Work Package 1, Ethic requirements: All important ethical requirements for conducting the clinical trials, and for ensuring data security and data protections were completed and documented in the first period of the project.

Work package 2, Project Coordination: During the first project period, the tasks in this work package concentrated on setting up a well-organized communication between consortium partner that allows efficient work even during the pandemic, developing and installing quality and risk management measures, ensure the timely conduction of the tasks and documentation.

Work package 3, Analysis of Existing Data: In the first project period, we implemented a unified data collection scheme for the clinical trial, and set up the infrastructure for an efficient data processing after the data collection is completed. In addition, the needed statistical models were already developed and applied to the already existing, historical data.

Work package 4, Harmonization of Technical Solutions: As task of this work package we developed the UNITI smartphone app with different modules that can be used in the clinical study.

Work package 5, Intelligent Data Analysis: During the first period we developed predictors for medical adherence and treatment success.

Work package 6, Genetics: Preparatory actions for the Whole Exome Sequencing, and the biomarker analysis were done during the first period of the project. First genetic results have already been published, using already existing data.

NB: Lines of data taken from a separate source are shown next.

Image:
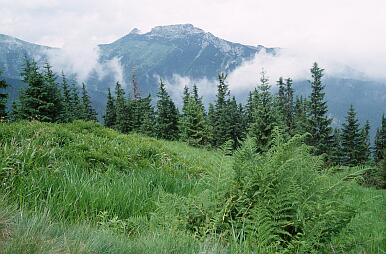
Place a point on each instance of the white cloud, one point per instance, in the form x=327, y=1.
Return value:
x=335, y=33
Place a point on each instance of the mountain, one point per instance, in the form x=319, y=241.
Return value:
x=188, y=51
x=177, y=49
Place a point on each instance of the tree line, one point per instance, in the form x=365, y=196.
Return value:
x=224, y=124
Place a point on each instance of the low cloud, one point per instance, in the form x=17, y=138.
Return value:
x=83, y=62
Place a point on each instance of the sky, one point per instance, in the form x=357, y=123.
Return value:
x=341, y=34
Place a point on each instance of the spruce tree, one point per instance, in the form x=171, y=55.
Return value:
x=88, y=112
x=67, y=101
x=263, y=116
x=289, y=106
x=319, y=122
x=54, y=106
x=41, y=99
x=193, y=125
x=336, y=153
x=365, y=146
x=75, y=105
x=351, y=139
x=122, y=116
x=235, y=118
x=220, y=125
x=167, y=115
x=3, y=99
x=380, y=141
x=110, y=115
x=148, y=121
x=301, y=115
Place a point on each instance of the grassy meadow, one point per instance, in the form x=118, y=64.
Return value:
x=83, y=188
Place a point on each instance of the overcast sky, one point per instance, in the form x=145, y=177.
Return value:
x=351, y=30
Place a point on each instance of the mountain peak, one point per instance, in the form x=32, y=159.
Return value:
x=135, y=31
x=173, y=31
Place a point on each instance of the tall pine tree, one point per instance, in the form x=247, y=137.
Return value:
x=3, y=99
x=264, y=115
x=319, y=124
x=167, y=115
x=351, y=139
x=110, y=115
x=41, y=99
x=122, y=117
x=88, y=112
x=380, y=141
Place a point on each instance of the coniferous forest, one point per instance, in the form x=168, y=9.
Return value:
x=272, y=175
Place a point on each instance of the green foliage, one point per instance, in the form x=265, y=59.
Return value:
x=193, y=126
x=265, y=115
x=83, y=188
x=88, y=113
x=351, y=139
x=110, y=116
x=166, y=115
x=380, y=141
x=318, y=121
x=3, y=99
x=41, y=100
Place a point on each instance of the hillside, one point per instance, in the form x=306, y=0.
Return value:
x=82, y=188
x=187, y=51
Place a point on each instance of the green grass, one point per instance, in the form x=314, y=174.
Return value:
x=82, y=188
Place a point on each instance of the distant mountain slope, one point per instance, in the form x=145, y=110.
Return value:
x=189, y=51
x=177, y=49
x=12, y=54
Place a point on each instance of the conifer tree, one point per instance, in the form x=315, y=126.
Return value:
x=122, y=116
x=301, y=115
x=351, y=139
x=220, y=125
x=68, y=114
x=3, y=99
x=264, y=116
x=365, y=147
x=75, y=105
x=289, y=105
x=110, y=115
x=167, y=115
x=148, y=121
x=336, y=153
x=88, y=112
x=193, y=125
x=380, y=141
x=319, y=122
x=235, y=118
x=41, y=99
x=54, y=106
x=248, y=111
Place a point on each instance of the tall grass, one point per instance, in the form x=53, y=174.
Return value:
x=82, y=188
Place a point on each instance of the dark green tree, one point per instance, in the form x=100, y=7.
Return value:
x=351, y=139
x=88, y=112
x=264, y=115
x=122, y=117
x=380, y=141
x=301, y=113
x=41, y=100
x=336, y=153
x=193, y=125
x=110, y=115
x=319, y=124
x=220, y=125
x=3, y=98
x=68, y=114
x=76, y=110
x=365, y=146
x=148, y=122
x=166, y=116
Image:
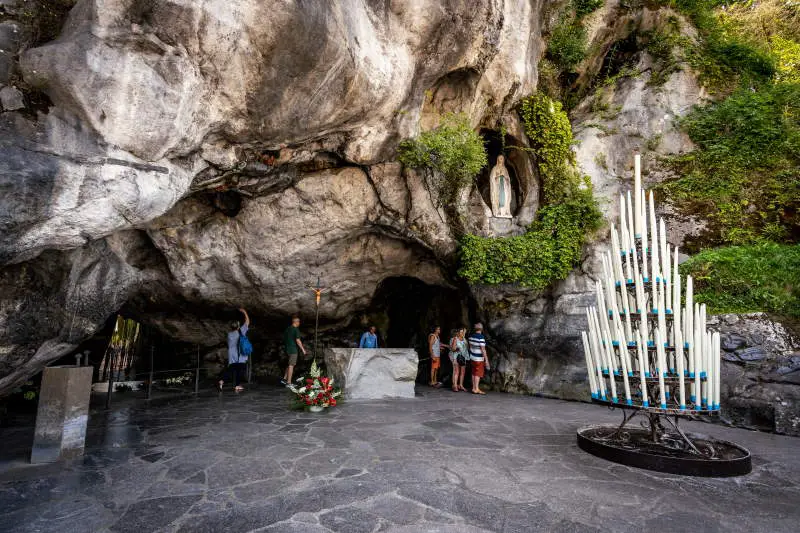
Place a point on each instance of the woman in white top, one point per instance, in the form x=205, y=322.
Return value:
x=459, y=355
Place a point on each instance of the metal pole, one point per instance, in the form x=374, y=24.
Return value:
x=197, y=372
x=150, y=381
x=316, y=332
x=110, y=378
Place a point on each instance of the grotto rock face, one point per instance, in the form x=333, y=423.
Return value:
x=138, y=179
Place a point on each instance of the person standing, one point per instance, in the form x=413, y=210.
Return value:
x=459, y=355
x=237, y=363
x=479, y=360
x=435, y=352
x=369, y=339
x=291, y=343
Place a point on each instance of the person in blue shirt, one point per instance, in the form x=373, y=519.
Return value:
x=369, y=339
x=237, y=363
x=479, y=360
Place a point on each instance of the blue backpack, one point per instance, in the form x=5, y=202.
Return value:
x=245, y=346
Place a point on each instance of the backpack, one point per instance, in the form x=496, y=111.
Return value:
x=245, y=346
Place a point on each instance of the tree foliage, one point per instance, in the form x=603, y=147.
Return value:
x=453, y=150
x=740, y=279
x=553, y=243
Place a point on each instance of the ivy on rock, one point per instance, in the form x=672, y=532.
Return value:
x=553, y=243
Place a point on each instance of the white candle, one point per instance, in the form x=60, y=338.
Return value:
x=679, y=358
x=631, y=227
x=662, y=233
x=655, y=267
x=624, y=355
x=641, y=352
x=597, y=347
x=623, y=222
x=637, y=187
x=661, y=364
x=698, y=357
x=717, y=369
x=676, y=298
x=645, y=249
x=643, y=329
x=589, y=367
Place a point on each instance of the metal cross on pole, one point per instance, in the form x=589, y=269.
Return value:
x=318, y=290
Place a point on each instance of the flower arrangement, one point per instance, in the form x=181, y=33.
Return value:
x=315, y=391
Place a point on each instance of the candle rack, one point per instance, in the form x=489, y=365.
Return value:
x=648, y=352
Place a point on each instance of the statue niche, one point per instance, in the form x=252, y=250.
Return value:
x=500, y=189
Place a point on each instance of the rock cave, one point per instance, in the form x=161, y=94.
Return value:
x=171, y=161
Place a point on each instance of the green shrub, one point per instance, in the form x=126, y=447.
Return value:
x=567, y=45
x=548, y=251
x=585, y=7
x=553, y=243
x=740, y=279
x=550, y=133
x=454, y=150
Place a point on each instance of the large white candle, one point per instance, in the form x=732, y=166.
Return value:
x=676, y=298
x=655, y=267
x=645, y=249
x=665, y=270
x=589, y=368
x=679, y=358
x=623, y=222
x=643, y=329
x=717, y=369
x=631, y=226
x=661, y=364
x=599, y=357
x=637, y=188
x=698, y=357
x=624, y=356
x=644, y=373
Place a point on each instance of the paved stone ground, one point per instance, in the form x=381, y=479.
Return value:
x=443, y=462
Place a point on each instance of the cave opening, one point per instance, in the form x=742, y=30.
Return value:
x=404, y=309
x=495, y=144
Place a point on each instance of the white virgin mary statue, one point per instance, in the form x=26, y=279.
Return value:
x=500, y=189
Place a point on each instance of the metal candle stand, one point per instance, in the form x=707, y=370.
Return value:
x=639, y=361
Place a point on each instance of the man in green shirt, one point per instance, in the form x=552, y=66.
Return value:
x=291, y=342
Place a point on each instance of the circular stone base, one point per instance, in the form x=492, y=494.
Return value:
x=634, y=448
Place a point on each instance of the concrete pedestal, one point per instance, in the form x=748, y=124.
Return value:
x=63, y=413
x=367, y=374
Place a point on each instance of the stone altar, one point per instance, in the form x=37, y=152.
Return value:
x=373, y=373
x=63, y=413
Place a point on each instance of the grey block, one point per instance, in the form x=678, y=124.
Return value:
x=63, y=414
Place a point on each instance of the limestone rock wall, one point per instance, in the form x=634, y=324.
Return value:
x=135, y=173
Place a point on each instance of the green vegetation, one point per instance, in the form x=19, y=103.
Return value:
x=585, y=7
x=567, y=44
x=740, y=279
x=454, y=150
x=548, y=251
x=744, y=177
x=553, y=243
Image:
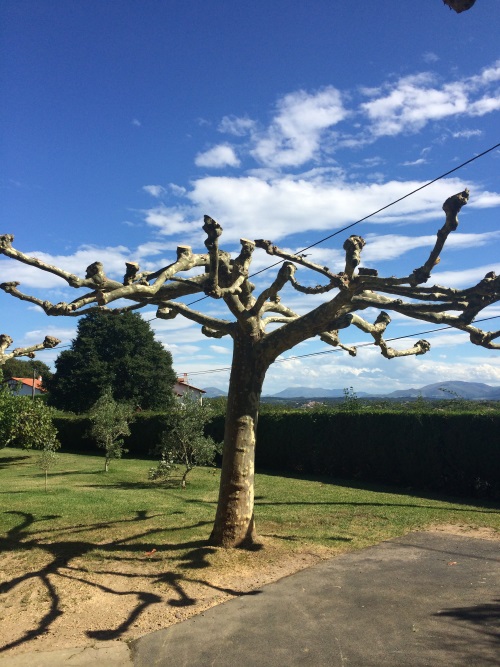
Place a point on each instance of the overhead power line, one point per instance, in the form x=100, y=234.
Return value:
x=336, y=349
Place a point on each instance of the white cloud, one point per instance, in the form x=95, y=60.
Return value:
x=154, y=190
x=238, y=127
x=466, y=134
x=430, y=57
x=413, y=101
x=465, y=277
x=414, y=163
x=391, y=246
x=218, y=349
x=251, y=207
x=217, y=157
x=298, y=127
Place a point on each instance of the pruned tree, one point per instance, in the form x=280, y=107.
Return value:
x=459, y=5
x=6, y=341
x=110, y=424
x=115, y=350
x=184, y=443
x=256, y=344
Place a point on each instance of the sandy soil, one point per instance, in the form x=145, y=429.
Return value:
x=48, y=606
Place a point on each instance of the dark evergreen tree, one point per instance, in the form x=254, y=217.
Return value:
x=19, y=368
x=116, y=350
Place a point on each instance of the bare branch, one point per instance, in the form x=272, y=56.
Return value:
x=142, y=290
x=285, y=273
x=377, y=330
x=94, y=276
x=6, y=341
x=332, y=338
x=213, y=230
x=171, y=309
x=271, y=249
x=353, y=247
x=451, y=207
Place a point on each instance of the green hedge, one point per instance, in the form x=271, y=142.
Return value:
x=454, y=453
x=145, y=432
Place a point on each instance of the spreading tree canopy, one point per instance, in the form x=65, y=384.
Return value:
x=6, y=354
x=116, y=350
x=19, y=368
x=262, y=327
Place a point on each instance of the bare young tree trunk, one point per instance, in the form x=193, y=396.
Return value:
x=234, y=522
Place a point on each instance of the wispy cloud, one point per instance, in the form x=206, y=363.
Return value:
x=252, y=207
x=301, y=120
x=154, y=190
x=411, y=102
x=217, y=157
x=466, y=134
x=238, y=127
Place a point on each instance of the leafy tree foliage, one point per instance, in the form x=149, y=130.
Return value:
x=19, y=368
x=184, y=443
x=26, y=423
x=110, y=423
x=113, y=350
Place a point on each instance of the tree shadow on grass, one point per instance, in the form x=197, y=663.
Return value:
x=63, y=552
x=6, y=461
x=337, y=503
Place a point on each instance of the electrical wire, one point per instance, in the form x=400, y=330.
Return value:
x=330, y=351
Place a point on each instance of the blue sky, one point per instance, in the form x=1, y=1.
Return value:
x=123, y=122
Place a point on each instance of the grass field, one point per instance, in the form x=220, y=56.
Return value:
x=293, y=510
x=102, y=552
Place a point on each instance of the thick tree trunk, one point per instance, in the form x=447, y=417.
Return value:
x=234, y=522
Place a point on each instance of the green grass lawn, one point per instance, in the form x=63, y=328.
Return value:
x=104, y=556
x=122, y=508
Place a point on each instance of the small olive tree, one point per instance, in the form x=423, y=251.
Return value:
x=184, y=443
x=110, y=424
x=262, y=327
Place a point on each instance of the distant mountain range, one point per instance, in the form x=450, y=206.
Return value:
x=214, y=392
x=438, y=390
x=313, y=392
x=452, y=389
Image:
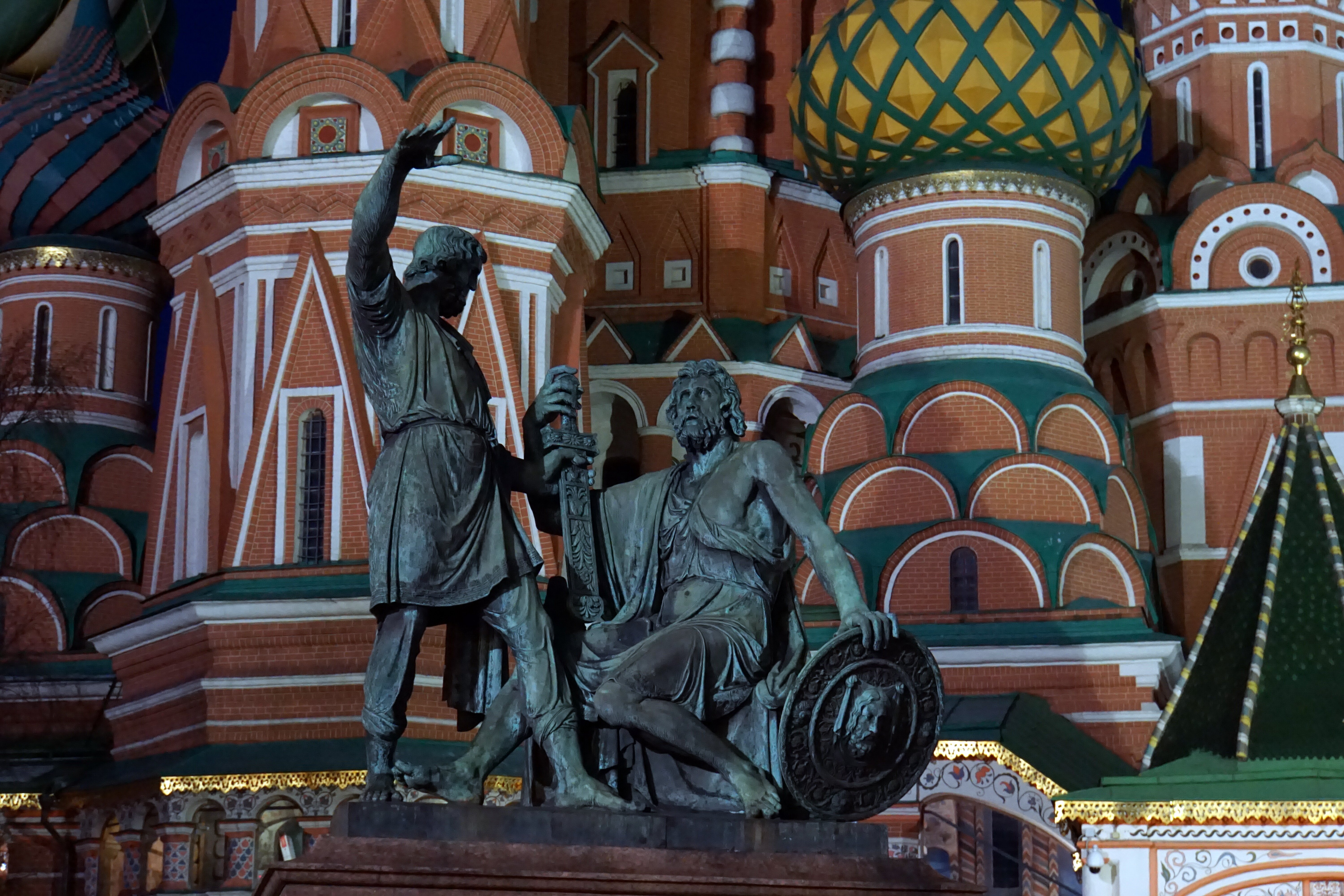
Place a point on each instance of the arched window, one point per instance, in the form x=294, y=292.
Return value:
x=107, y=349
x=1185, y=117
x=42, y=346
x=952, y=281
x=626, y=124
x=1339, y=113
x=1257, y=88
x=150, y=358
x=343, y=23
x=1041, y=283
x=881, y=310
x=198, y=504
x=964, y=581
x=312, y=489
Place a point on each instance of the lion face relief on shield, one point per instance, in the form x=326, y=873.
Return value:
x=866, y=717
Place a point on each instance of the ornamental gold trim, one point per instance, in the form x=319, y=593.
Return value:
x=1200, y=811
x=1001, y=754
x=271, y=781
x=19, y=801
x=69, y=257
x=972, y=182
x=505, y=785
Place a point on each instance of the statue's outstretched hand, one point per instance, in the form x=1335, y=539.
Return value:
x=419, y=147
x=876, y=628
x=560, y=394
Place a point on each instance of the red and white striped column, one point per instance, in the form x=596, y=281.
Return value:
x=732, y=99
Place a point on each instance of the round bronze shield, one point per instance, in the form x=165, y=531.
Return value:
x=861, y=726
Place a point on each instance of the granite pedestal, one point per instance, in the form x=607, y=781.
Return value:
x=378, y=850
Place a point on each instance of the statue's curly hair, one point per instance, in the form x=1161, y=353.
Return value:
x=446, y=242
x=732, y=406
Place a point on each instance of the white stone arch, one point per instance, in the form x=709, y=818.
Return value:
x=58, y=618
x=807, y=406
x=970, y=534
x=1318, y=186
x=283, y=136
x=1103, y=260
x=1232, y=221
x=612, y=388
x=515, y=154
x=190, y=170
x=1107, y=553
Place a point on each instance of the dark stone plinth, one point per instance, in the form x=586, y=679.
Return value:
x=536, y=852
x=588, y=828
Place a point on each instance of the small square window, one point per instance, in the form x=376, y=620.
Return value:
x=677, y=275
x=620, y=276
x=829, y=292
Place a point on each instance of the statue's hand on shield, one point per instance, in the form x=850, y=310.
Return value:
x=419, y=147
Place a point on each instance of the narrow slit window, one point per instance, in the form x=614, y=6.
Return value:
x=345, y=23
x=312, y=488
x=952, y=279
x=881, y=308
x=627, y=127
x=107, y=349
x=964, y=581
x=42, y=346
x=1260, y=121
x=1041, y=283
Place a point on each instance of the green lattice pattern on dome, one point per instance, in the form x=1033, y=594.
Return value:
x=896, y=86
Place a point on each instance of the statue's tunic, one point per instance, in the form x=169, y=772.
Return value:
x=440, y=527
x=702, y=616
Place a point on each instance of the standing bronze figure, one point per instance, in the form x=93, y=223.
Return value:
x=705, y=641
x=444, y=546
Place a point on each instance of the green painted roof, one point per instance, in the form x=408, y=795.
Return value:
x=1264, y=679
x=1204, y=776
x=1027, y=726
x=747, y=339
x=888, y=89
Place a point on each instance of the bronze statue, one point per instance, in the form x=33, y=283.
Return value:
x=697, y=561
x=444, y=546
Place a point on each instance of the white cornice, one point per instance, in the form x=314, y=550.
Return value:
x=1150, y=663
x=669, y=371
x=1222, y=13
x=618, y=183
x=204, y=613
x=803, y=191
x=1209, y=299
x=259, y=683
x=279, y=174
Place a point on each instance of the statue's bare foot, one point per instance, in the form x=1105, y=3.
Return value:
x=460, y=786
x=588, y=793
x=759, y=795
x=380, y=788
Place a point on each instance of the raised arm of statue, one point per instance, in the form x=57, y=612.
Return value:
x=776, y=472
x=376, y=214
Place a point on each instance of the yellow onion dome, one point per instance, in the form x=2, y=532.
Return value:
x=894, y=88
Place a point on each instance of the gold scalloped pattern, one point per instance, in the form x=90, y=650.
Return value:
x=1200, y=811
x=1001, y=754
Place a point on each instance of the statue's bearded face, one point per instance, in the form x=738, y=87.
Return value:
x=444, y=285
x=870, y=718
x=697, y=414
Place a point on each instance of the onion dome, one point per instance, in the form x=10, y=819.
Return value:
x=79, y=148
x=894, y=88
x=37, y=30
x=1263, y=680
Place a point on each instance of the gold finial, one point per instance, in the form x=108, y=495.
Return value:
x=1295, y=328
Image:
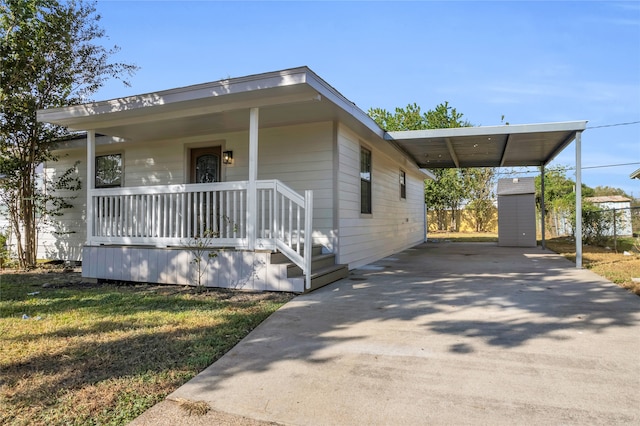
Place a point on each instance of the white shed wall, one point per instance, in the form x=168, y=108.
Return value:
x=300, y=156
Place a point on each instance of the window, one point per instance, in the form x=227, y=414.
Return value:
x=365, y=181
x=108, y=171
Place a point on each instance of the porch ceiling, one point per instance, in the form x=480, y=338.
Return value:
x=285, y=97
x=490, y=146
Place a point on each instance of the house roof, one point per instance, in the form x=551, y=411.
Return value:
x=608, y=199
x=291, y=96
x=516, y=186
x=296, y=96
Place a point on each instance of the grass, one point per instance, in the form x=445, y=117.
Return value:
x=616, y=267
x=603, y=260
x=103, y=354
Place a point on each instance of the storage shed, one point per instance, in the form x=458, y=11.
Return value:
x=516, y=212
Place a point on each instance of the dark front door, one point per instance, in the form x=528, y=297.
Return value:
x=205, y=165
x=205, y=168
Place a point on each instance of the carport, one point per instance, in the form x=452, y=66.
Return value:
x=499, y=146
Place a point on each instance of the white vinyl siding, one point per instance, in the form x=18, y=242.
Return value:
x=65, y=235
x=392, y=226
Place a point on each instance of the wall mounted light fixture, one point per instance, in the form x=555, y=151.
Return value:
x=227, y=157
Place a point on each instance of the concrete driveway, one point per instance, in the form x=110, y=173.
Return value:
x=443, y=333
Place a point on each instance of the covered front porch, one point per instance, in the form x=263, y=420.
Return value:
x=238, y=231
x=202, y=234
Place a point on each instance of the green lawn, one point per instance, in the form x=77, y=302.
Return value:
x=103, y=354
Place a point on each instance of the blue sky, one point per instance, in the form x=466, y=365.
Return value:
x=532, y=62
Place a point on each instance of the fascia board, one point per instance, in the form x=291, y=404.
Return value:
x=339, y=100
x=70, y=114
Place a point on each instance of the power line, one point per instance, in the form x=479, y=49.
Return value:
x=614, y=125
x=610, y=165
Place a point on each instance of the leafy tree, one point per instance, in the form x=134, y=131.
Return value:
x=560, y=200
x=480, y=184
x=49, y=58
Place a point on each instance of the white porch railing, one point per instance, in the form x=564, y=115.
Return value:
x=174, y=215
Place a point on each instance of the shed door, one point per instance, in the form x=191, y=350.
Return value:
x=205, y=168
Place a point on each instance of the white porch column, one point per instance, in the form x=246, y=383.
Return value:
x=578, y=200
x=542, y=216
x=91, y=162
x=252, y=192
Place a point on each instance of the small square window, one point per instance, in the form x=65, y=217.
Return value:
x=108, y=171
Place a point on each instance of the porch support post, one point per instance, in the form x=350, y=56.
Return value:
x=578, y=200
x=252, y=191
x=542, y=215
x=91, y=162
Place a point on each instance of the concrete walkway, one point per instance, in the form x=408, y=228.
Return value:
x=444, y=333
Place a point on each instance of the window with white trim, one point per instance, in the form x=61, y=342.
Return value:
x=108, y=171
x=365, y=181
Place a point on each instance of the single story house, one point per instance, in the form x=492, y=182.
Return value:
x=620, y=207
x=286, y=182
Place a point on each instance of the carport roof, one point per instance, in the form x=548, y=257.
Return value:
x=488, y=146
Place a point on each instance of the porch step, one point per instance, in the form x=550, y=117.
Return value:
x=327, y=275
x=324, y=269
x=279, y=257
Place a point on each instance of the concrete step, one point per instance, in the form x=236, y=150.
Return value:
x=317, y=262
x=327, y=275
x=279, y=257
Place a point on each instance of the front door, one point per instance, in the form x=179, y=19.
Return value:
x=205, y=165
x=205, y=168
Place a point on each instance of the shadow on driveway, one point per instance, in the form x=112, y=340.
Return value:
x=443, y=333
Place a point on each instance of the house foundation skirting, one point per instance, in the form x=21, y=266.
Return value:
x=225, y=268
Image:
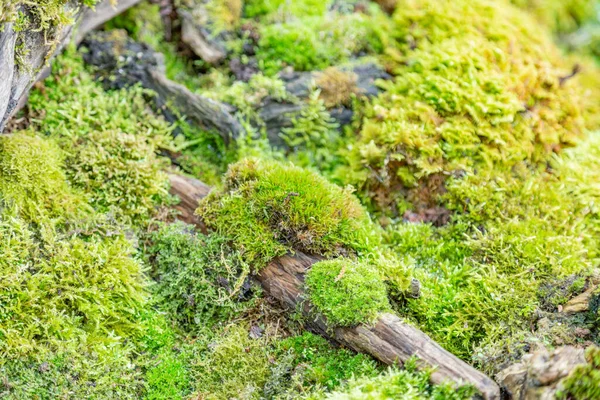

Work package 7, Randomized Clinical Trial: The randomized clinical trial was prepared and started during the first project period. The first patient was included on April 16, 2021.

Work package 8, Dissemination, Communication and Exploitation: From the beginning of the project, the UNITI communication strategy was implemented and documented to inform tinnitus researchers, clinicians, patients and the society about the project and the scientific results. Furthermore, an exploitation and sustainability strategy is developed. Within the first reporting period, the UNITI consortium published 16 peer-reviewed publications, which can be found here: https://uniti.tinnitusresearch.net/index.php/research/scientific-publications
UNITI aims for an impactful and beneficial contribution to the field of tinnitus research and the European population and their health, well-being and quality of life in several ways.

By implementing the largest RCT on tinnitus as of yet, the ambition of UNITI is to produce the first predictive model for personalised tinnitus treatment based on existing and longitudinal data attempting to address the question of which treatment approach is optimal, based on individual patient’s profile. The multidisciplinary profile of the contributing partners, employing state-of-the-art instrumentation and approaches, will contribute to a quick development and validation of the described predictive models of UNITI. Furthermore, the proposed solution aims to significantly reduce the number of tinnitus-related visits and as such the necessary health care resources, improving the immense socio-economic burden of this chronic condition.

For the first time, there will be a large-scale analysis of combinational therapies, which can be understand as a totally new approach to tinnitus treatment. By combining different treatment approaches with different mechanisms of action, we aim to tackle different targets of the auditory system simultaneously. Combinational therapies are a powerful tool to address medical conditions that have several causes. Since tinnitus is a heterogenous condition with multiple causes - and also multiple causes can co-exist in one individual patient - UNITI specifically aims to apply and test combinational treatments as an intervention against chronic tinnitus.